ARA
MEŞHURLARIN SON SÖZLERİ
 Mekârim bin İdris hazretleri, Irak’ta yetişen büyük velîlerdendir. Irak’ta En-Nehr-ul-Hâlis adlı yerde yaşadı. Doğum ve vefât târihleri bilinmemektedir. Kabri orada olup ziyâret edilmektedir... “BİZDEN SONRA ANLAŞILIR!”
Mekârim hazretleri evliyânın büyüklerinden Ali bin el-Heytî hazretlerinin mânevî terbiyelerinde yetişti. İlim, edep ve mânevî yükseklikler sâhibi zâtlar kendisini övmüştür. Hocası onun hakkında; “Kardeşim Şeyh Mekârim cidden büyük ve fazîletli bir zâttır. Lâkin o bizden sonra anlaşılacaktır” buyurdu. Talebelerine kıymetli nasihatleri vardır. Buyurdu ki:
“Ana babaya itâat, büyük günâhlara kefârettir. Bir kimse âilesi içinde yaşlılar bulunduğu müddetçe, Allahü teâlânın rızâsını kazanma imkânına sâhiptir.”
Bir cenâze görünce; “Siz sabahleyin gidiyorsanız, biz de akşamleyin geleceğiz. Şu cenâze açık bir öğüt ve ibret alınacak bir şey. Fakat, gaflet çok. Öncekiler geçip gidecekler, fakat arkadakiler hiç aldırış etmezler” buyurmuştu.
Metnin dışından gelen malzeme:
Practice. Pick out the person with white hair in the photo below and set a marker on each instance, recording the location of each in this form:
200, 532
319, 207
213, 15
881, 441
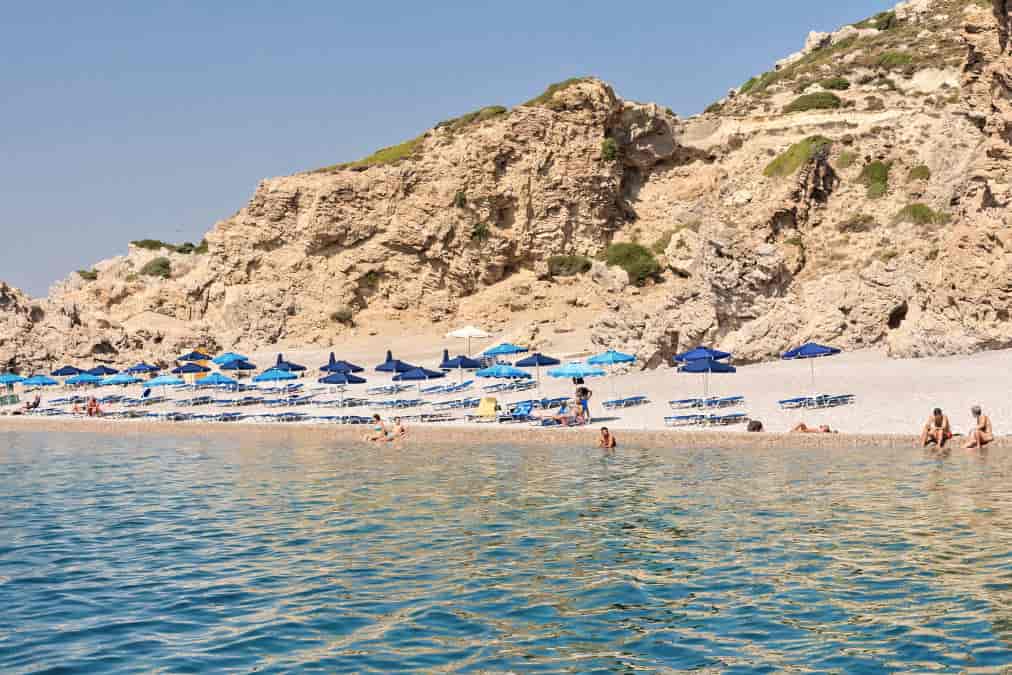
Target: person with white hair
982, 433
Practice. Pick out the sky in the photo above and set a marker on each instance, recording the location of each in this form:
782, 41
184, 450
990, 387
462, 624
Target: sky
123, 120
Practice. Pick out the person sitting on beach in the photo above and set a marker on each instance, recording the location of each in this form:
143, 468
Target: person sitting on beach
583, 399
607, 439
805, 428
982, 433
399, 431
936, 430
378, 430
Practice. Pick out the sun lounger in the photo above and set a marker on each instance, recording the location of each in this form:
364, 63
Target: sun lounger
684, 420
627, 402
685, 404
727, 420
519, 412
488, 410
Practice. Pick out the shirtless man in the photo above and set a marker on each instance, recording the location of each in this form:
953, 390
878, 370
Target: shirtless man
982, 433
936, 429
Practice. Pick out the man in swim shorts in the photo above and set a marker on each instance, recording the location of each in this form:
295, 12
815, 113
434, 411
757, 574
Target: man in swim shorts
936, 430
982, 433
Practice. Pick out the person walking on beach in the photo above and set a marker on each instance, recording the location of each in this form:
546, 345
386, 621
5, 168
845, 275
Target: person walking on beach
378, 430
583, 399
936, 430
982, 433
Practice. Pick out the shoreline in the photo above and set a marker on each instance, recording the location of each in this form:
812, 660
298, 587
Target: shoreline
420, 435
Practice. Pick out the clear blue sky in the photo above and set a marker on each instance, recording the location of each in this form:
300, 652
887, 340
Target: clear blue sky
133, 119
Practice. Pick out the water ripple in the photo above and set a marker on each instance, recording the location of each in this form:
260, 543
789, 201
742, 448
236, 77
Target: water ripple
190, 556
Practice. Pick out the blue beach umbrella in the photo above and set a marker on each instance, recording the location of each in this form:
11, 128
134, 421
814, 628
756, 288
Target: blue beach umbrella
576, 369
228, 356
165, 381
503, 372
217, 380
39, 381
282, 364
334, 365
706, 366
701, 353
67, 371
395, 365
811, 351
273, 374
142, 368
102, 370
84, 378
459, 363
120, 378
190, 368
341, 378
237, 364
536, 360
504, 349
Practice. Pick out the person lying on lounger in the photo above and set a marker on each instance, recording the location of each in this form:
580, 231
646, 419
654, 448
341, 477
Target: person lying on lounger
805, 428
982, 433
936, 430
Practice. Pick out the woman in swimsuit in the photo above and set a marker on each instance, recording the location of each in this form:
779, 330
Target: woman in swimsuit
982, 433
936, 429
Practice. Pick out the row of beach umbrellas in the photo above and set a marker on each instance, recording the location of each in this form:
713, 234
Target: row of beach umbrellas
339, 372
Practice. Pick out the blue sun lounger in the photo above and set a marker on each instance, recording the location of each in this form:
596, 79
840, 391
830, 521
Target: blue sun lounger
518, 412
627, 402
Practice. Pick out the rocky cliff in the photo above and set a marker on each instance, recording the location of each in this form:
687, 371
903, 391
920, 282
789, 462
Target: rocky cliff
855, 193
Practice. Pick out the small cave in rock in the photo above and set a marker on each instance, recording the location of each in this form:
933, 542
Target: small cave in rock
898, 316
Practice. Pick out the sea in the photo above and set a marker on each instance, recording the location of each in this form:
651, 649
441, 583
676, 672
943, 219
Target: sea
274, 554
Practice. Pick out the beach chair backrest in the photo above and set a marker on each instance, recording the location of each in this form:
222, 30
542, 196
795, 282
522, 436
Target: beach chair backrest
488, 407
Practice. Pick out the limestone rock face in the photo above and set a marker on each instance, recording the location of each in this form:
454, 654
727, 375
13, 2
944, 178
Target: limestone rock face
883, 223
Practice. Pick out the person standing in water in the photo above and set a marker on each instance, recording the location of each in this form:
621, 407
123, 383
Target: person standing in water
982, 433
607, 439
378, 430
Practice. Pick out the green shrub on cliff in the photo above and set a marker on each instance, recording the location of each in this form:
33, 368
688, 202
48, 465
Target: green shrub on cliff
822, 100
920, 214
794, 157
637, 260
874, 176
568, 265
161, 267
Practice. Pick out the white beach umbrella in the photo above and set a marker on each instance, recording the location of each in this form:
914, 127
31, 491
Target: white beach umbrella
468, 333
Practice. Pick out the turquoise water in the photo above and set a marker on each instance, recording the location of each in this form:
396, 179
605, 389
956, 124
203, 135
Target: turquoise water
190, 556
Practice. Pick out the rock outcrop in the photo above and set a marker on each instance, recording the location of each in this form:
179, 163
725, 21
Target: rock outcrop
857, 193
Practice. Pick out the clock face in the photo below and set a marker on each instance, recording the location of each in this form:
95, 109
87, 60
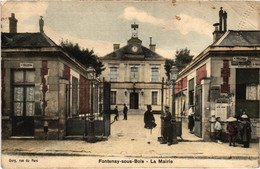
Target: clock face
134, 48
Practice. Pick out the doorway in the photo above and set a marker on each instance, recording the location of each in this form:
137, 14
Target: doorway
134, 100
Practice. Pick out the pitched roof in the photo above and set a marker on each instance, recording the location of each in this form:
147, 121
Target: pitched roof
121, 53
23, 40
239, 38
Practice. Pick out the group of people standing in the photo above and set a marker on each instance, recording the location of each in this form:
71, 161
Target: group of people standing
238, 130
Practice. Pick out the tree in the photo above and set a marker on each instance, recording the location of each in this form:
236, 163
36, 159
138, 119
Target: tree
182, 59
167, 66
84, 56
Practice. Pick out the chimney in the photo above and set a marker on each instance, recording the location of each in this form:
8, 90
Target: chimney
152, 46
13, 23
41, 24
116, 46
225, 20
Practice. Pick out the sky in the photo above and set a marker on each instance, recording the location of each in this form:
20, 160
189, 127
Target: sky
97, 25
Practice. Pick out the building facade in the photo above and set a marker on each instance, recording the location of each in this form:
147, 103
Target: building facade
42, 87
222, 81
135, 73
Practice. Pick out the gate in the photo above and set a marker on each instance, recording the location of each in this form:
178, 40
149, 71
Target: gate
78, 113
198, 111
134, 100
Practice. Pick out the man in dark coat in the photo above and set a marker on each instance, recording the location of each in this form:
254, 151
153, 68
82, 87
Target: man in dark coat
149, 118
245, 131
232, 131
167, 132
125, 112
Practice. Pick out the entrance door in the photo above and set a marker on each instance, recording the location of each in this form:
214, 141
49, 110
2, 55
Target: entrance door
134, 101
23, 102
23, 106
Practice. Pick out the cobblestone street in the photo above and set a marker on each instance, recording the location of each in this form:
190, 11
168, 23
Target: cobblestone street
129, 139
“Kim, bir gecesini Allahü teâlâyı zikir ile geçirirse, anadan doğmuş gibi günâhsız ve tertemiz olarak sabahlar.”
“Bir ümmet içerisinde, her gün, yirmi beş kişi Allahü teâlâya, yirmi beş defâ istiğfâr ederse (bağışlanmalarını dilerse), umûma âit azabla Allahü teâlâ, onları cezâlandırmaz.”
“Eğer sen Kur’ân-ı kerîm okuyup da, seni kötülüklerden uzaklaştırmıyorsa, senin gerçekten Kur’ân-ı kerîmi okumadığın anlaşılır.”
“İlmi kendisine fayda vermeyen kimseye, cehâleti de zarar verir.”
“İnsanların en yumuşak ve ince kalblisi, günâhı az olanlardır.”
“Müminler yumuşak ve müsâmahakârdır. Eğer, onları çekip götürürsen, karşı çıkmaz, kabûl edip giderler.”
“Sâlih bir zâtı seven, dolayısıyla, Allahü teâlâyı sevmiş olur. İlim öğrenmeye giden kimse, dönünceye kadar, Cennet yolunda sayılır.”
“Âlimler bozuluncaya kadar, insanlara Allahü teâlânın azâbı gelmez.”

“SADIK VE ZÂHİD KİMDİR?”
Vefatına yakın, Mekârim bin İdris hazretlerine; “Sâdık mürid kimdir?” dediler. O da; “Sâdık mürîd yâni talebe kalbinden her şeyi çıkaran kimsedir. Kadere rızâ gösterir” buyurdu. “Zâhid kimdir?” diye sorulduğunda ise; “Nefsiyle uğraşıp, rahatı terk eden, makam ve mevkiye îtibâr etmeyen, şehvetlerden ve arzularından uzak, cihâd eden, tefekkür sâhibi, istikâmetten ayrılmayan, hakîkati kendine şiâr edinmiş, kadere inanmış, mevlâdan hayâ eden kimsedir” buyurdu.